Combinatorial gene editing in mammalian cells using ssODNs and TALENs

The regulation of gene editing is being elucidated in mammalian cells and its potential as well as its limitations are becoming evident. ssODNs carry out gene editing by annealing to their complimentary sequence at the target site and acting as primers for replication fork extension. To effect a genetic change, a large amount of ssODN molecules must be introduced into cells and as such induce a Reduced Proliferation Phenotype (RPP), a phenomenon in which corrected cells do not proliferate. To overcome this limitation, we have used TAL-Effector Nucleases (TALENs) to increase the frequency, while reducing the amount of ssODN required to direct gene correction. This strategy resolves the problem and averts the serious effects of RPP. The efficiency of gene editing can be increased significantly if cells are targeted while they progress through S phase. Our studies define new reaction parameters that will help guide experimental strategies of gene editing.

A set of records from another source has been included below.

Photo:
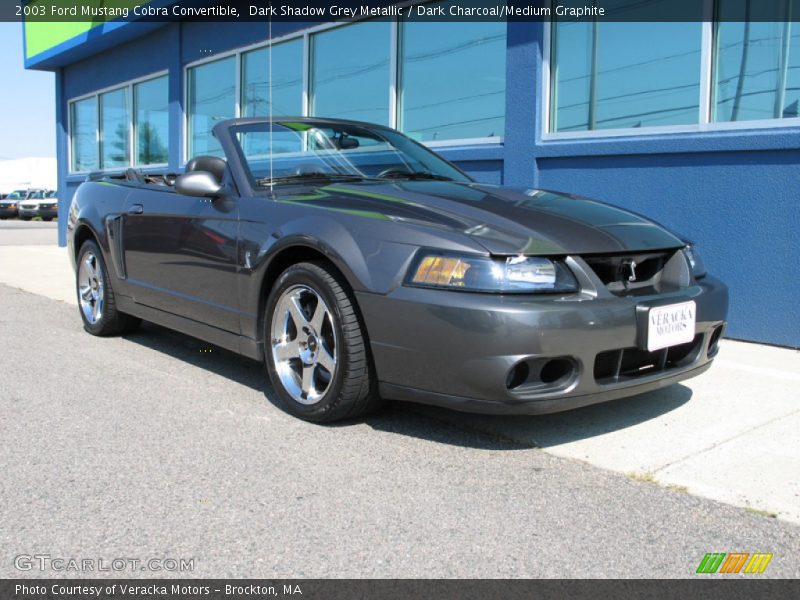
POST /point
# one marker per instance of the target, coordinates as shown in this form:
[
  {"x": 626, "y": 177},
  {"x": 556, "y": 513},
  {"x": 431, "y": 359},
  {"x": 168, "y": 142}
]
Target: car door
[{"x": 181, "y": 254}]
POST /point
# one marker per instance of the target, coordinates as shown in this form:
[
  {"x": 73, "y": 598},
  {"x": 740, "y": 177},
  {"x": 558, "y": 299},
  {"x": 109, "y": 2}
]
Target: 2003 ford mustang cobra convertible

Nanofibers support oligodendrocyte precursor cell growth and function as a neuron-free model for myelination study

Nanofiber-based scaffolds may simultaneously provide immediate contact guidance for neural regeneration and act as a vehicle for therapeutic cell delivery to enhance axonal myelination. Additionally, nanofibers can serve as a neuron-free model to study myelination of oligodendrocytes. In this study, we fabricated nanofibers using a polycaprolactone and gelatin copolymer. The ratio of the gelatin component in the fibers was confirmed by energy dispersive X-ray spectroscopy. The addition of gelatin to the polycaprolactone (PCL) for nanofiber fabrication decreased the contact angle of the electrospun fibers. We showed that both polycaprolactone nanofibers as well as polycaprolactone and gelatin copolymer nanofibers can support oligodendrocyte precursor cell (OPC) growth and differentiation. OPCs maintained their phenotype and viability on nanofibers and were induced to differentiate into oligodendrocytes. The differentiated oligodendrocytes extend their processes along the nanofibers and ensheathed the nanofibers. Oligodendrocytes formed significantly more myelinated segments on the PCL and gelatin copolymer nanofibers than those on PCL nanofibers alone.

Electrospun fiber membranes enable proliferation of genetically modified cells

Polycaprolactone (PCL) and its blended composites (chitosan, gelatin, and lecithin) are well-established biomaterials that can enrich cell growth and enable tissue engineering. However, their application in the recovery and proliferation of genetically modified cells has not been studied. In the study reported here, we fabricated PCL-biomaterial blended fiber membranes, characterized them using physicochemical techniques, and used them as templates for the growth of genetically modified HCT116-19 colon cancer cells. Our data show that the blended polymers are highly miscible and form homogenous electrospun fiber membranes of uniform texture. The aligned PCL nanofibers support robust cell growth, yielding a 2.5-fold higher proliferation rate than cells plated on standard plastic plate surfaces. PCL-lecithin fiber membranes yielded a 2.7-fold higher rate of proliferation, while PCL-chitosan supported a more modest growth rate (1.5-fold higher). Surprisingly, PCL-gelatin did not enhance cell proliferation when compared to the rate of cell growth on plastic surfaces.